Encoding of Muscle Movement on Two Time Scales by a Sensory Neuron That Switches Between Spiking and Bursting Modes

J. T. Birmingham, Z. B. Szuts, L. F. Abbott, and Eve Marder

Volen Center and Biology Department, Brandeis University, Waltham, Massachusetts 02454-9110

Birmingham, J. T., Z. B. Szuts, L. F. Abbott, and Eve Marder. Encoding of Muscle Movement on Two Time Scales by a Sensory Neuron That Switches Between Spiking and Bursting Modes. J. Neurophysiol. 82: 2786-2797, 1999. The gastropyloric receptor (GPR) neurons of the stomatogastric nervous system of the crab Cancer borealis are muscle stretch receptors that can fire in either a spiking or a bursting mode of operation. Our goal is to understand what features of muscle stretch are encoded by these two modes of activity. To this end, we characterized the responses of the GPR neurons in both states to sustained and rapidly varying imposed stretches.
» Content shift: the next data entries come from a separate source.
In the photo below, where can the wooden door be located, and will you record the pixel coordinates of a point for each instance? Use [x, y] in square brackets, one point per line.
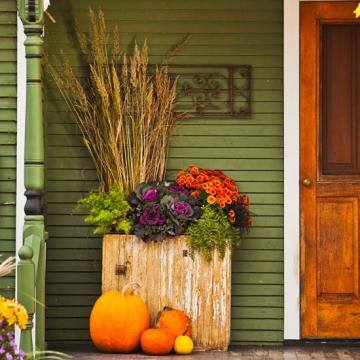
[330, 169]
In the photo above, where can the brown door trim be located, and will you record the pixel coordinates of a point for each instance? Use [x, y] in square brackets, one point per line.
[311, 16]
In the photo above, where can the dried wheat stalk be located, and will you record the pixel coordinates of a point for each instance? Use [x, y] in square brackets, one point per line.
[125, 114]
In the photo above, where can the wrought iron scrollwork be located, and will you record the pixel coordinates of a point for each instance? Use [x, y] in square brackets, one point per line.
[214, 90]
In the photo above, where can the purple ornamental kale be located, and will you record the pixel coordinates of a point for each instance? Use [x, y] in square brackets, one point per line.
[180, 208]
[152, 215]
[178, 189]
[150, 195]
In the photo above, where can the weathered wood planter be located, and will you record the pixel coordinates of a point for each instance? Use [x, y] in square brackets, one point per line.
[169, 276]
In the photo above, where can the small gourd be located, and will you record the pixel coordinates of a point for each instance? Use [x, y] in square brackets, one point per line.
[183, 345]
[176, 321]
[157, 341]
[118, 319]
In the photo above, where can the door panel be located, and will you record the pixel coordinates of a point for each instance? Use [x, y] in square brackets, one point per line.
[337, 238]
[330, 169]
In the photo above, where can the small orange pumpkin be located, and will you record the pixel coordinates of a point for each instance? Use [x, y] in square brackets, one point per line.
[176, 321]
[157, 341]
[118, 319]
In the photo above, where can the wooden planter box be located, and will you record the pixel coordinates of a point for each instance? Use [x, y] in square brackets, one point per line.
[169, 276]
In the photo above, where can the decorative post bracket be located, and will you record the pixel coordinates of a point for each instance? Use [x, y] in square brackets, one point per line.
[31, 13]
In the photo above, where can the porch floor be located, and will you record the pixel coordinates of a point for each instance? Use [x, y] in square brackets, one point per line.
[245, 353]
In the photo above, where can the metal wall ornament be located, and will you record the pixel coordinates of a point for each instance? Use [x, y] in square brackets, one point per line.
[214, 90]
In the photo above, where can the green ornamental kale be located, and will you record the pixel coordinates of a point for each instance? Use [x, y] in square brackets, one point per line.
[212, 231]
[107, 211]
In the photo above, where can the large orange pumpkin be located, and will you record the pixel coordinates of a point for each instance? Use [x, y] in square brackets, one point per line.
[176, 321]
[157, 341]
[118, 319]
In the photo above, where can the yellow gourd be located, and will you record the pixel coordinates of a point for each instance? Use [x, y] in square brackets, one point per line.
[183, 345]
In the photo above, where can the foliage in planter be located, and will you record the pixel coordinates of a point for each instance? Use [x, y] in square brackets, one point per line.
[226, 213]
[162, 209]
[212, 231]
[107, 211]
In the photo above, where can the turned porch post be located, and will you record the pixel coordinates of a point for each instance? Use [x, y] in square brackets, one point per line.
[31, 14]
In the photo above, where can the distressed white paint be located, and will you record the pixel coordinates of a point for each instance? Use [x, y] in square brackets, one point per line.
[291, 171]
[168, 278]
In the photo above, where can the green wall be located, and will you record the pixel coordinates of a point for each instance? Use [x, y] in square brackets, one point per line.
[249, 150]
[7, 136]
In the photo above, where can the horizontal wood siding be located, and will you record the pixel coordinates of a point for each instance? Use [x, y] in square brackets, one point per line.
[7, 137]
[249, 150]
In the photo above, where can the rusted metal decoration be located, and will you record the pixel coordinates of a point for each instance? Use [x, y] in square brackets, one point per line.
[214, 90]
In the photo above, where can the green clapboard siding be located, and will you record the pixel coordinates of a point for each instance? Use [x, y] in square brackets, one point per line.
[7, 137]
[249, 150]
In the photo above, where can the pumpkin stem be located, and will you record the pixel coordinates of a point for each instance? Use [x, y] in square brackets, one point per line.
[129, 289]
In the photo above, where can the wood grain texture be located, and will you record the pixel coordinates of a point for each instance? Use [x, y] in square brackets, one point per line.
[168, 278]
[8, 33]
[329, 204]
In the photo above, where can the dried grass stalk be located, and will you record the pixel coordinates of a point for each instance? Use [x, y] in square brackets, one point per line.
[125, 114]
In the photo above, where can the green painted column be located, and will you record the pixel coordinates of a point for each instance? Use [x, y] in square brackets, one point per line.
[31, 13]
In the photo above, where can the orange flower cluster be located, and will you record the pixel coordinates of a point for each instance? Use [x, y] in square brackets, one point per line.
[219, 188]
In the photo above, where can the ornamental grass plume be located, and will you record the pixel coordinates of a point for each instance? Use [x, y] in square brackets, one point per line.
[126, 110]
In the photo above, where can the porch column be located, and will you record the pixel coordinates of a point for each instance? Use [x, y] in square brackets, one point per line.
[31, 14]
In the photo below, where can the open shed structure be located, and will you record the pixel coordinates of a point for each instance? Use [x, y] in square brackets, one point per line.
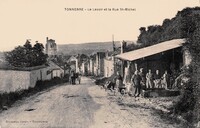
[168, 55]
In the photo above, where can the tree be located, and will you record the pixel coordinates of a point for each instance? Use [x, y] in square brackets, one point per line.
[27, 56]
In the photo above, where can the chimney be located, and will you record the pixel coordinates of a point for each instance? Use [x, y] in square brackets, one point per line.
[123, 46]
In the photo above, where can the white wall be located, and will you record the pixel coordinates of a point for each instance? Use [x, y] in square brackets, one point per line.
[11, 81]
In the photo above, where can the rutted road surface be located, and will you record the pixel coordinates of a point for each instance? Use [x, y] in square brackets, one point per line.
[76, 106]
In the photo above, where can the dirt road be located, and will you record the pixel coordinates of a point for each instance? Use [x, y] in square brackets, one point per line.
[76, 106]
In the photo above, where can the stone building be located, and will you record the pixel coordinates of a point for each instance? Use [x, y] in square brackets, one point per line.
[51, 47]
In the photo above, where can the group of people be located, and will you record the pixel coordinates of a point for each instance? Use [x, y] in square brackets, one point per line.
[150, 80]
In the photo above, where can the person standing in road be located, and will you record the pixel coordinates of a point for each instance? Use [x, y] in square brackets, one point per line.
[118, 81]
[141, 73]
[136, 81]
[149, 79]
[157, 79]
[165, 80]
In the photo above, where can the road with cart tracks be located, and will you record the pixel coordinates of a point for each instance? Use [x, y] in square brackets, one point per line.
[77, 106]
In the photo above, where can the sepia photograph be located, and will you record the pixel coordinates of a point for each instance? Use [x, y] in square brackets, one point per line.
[100, 64]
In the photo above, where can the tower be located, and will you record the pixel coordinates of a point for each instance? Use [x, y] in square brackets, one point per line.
[51, 47]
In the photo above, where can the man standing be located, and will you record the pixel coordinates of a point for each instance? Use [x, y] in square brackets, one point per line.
[157, 79]
[149, 79]
[142, 76]
[136, 80]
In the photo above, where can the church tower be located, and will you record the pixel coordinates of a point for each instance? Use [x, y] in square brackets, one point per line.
[51, 47]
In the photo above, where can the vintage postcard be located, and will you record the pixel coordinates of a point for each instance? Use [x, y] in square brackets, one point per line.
[99, 64]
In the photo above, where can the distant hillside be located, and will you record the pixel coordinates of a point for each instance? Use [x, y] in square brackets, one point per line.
[88, 48]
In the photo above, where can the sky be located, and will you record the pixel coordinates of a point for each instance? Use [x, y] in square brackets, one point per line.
[38, 19]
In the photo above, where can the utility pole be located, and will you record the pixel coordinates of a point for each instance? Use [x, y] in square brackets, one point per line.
[113, 43]
[114, 60]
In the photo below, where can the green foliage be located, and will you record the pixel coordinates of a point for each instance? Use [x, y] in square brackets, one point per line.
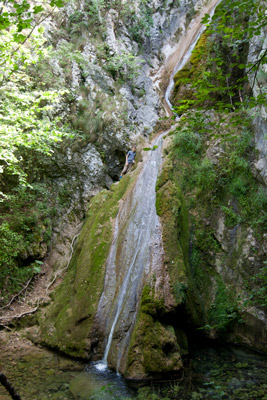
[258, 294]
[28, 116]
[224, 310]
[180, 290]
[23, 16]
[12, 276]
[26, 229]
[219, 79]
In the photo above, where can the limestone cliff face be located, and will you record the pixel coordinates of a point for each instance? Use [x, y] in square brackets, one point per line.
[212, 249]
[128, 105]
[108, 59]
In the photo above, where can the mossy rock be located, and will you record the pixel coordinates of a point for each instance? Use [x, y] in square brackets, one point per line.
[153, 349]
[67, 322]
[189, 72]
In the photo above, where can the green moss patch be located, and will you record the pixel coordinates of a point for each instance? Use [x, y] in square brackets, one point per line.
[66, 323]
[154, 348]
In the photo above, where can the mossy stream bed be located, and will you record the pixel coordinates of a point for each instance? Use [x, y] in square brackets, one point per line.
[213, 372]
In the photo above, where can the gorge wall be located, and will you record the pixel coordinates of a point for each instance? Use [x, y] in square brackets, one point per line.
[212, 216]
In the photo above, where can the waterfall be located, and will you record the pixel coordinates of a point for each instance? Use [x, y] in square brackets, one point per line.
[136, 231]
[136, 246]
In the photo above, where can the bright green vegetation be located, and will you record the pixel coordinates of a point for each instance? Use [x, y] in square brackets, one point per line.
[24, 237]
[217, 75]
[154, 347]
[67, 323]
[209, 165]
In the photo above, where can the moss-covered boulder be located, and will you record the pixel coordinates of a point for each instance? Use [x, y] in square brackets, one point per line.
[67, 323]
[184, 77]
[154, 348]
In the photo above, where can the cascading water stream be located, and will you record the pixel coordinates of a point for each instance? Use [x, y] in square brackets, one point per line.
[138, 220]
[137, 232]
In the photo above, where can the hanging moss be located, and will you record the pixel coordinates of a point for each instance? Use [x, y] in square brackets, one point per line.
[189, 71]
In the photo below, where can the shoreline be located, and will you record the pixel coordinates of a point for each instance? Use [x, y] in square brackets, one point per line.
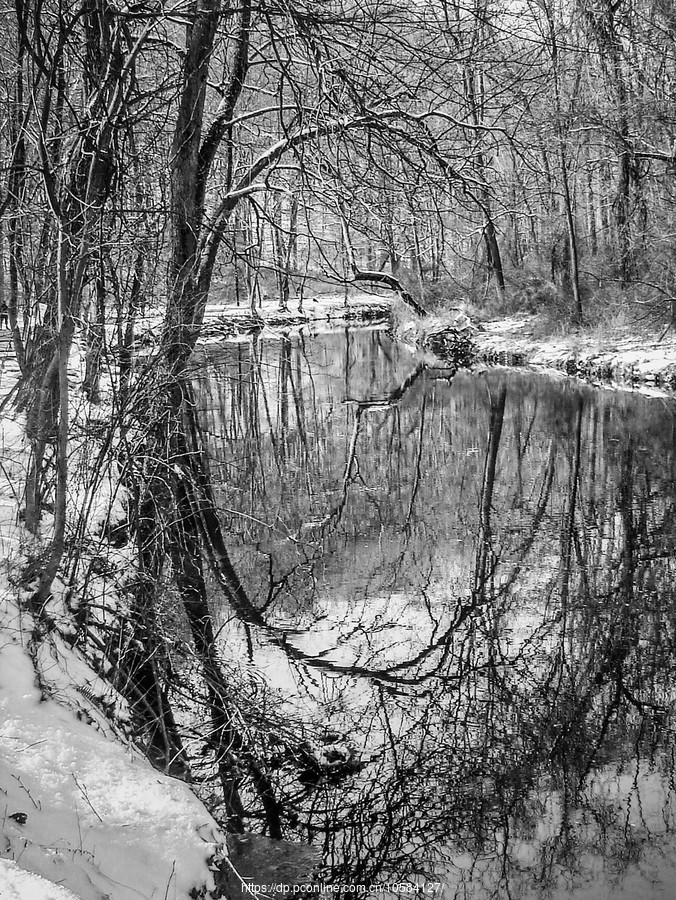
[623, 355]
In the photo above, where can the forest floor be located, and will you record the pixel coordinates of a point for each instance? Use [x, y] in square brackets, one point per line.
[626, 353]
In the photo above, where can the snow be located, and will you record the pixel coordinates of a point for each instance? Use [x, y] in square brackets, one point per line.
[87, 812]
[83, 814]
[18, 884]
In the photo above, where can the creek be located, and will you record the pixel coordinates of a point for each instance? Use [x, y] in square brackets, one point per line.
[465, 595]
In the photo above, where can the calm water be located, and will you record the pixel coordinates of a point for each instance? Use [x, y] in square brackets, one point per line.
[455, 664]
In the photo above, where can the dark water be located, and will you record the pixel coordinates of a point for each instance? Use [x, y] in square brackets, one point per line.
[459, 668]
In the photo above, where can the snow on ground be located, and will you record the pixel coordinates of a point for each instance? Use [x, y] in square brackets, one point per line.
[85, 811]
[624, 356]
[18, 884]
[83, 816]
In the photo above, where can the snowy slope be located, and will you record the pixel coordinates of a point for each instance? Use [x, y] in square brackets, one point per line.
[86, 812]
[82, 815]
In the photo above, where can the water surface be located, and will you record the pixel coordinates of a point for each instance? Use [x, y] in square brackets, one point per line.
[463, 649]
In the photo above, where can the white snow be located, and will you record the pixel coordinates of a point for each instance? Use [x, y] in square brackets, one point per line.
[83, 815]
[18, 884]
[87, 812]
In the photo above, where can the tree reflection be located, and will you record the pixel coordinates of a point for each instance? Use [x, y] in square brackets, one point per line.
[459, 607]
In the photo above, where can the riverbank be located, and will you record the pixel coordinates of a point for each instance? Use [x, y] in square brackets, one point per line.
[625, 354]
[622, 354]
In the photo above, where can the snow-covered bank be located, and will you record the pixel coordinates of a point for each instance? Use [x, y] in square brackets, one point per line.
[622, 356]
[83, 815]
[86, 812]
The firing rates of spiking GPR neurons in response to rapidly varying stretches were directly related to stretch amplitude. For persistent stretches, spiking-mode firing rates showed marked adaptation indicating a more complex relationship. Interspike intervals of action potentials fired by GPR neurons in the spiking mode were used to construct an accurate estimate of the time-dependent amplitude of stretches in the frequency range of the gastric mill rhythm (0.05-0.2 Hz). Spike trains arising from faster stretches (similar to those of the pyloric rhythm) were decoded using a linear filter to construct an estimate of stretch amplitude. GPR neurons firing in the bursting mode were relatively unaffected by rapidly varying stretches. However, the burst rate was related to the amplitude of long, sustained stretches, and very slowly varying stretches could be reconstructed from burst intervals. In conclusion, the existence of spiking and bursting modes allows a single neuron to encode both rapidly and slowly varying stimuli and thus to report cycle-by-cycle muscle movements as well as average levels of muscle tension.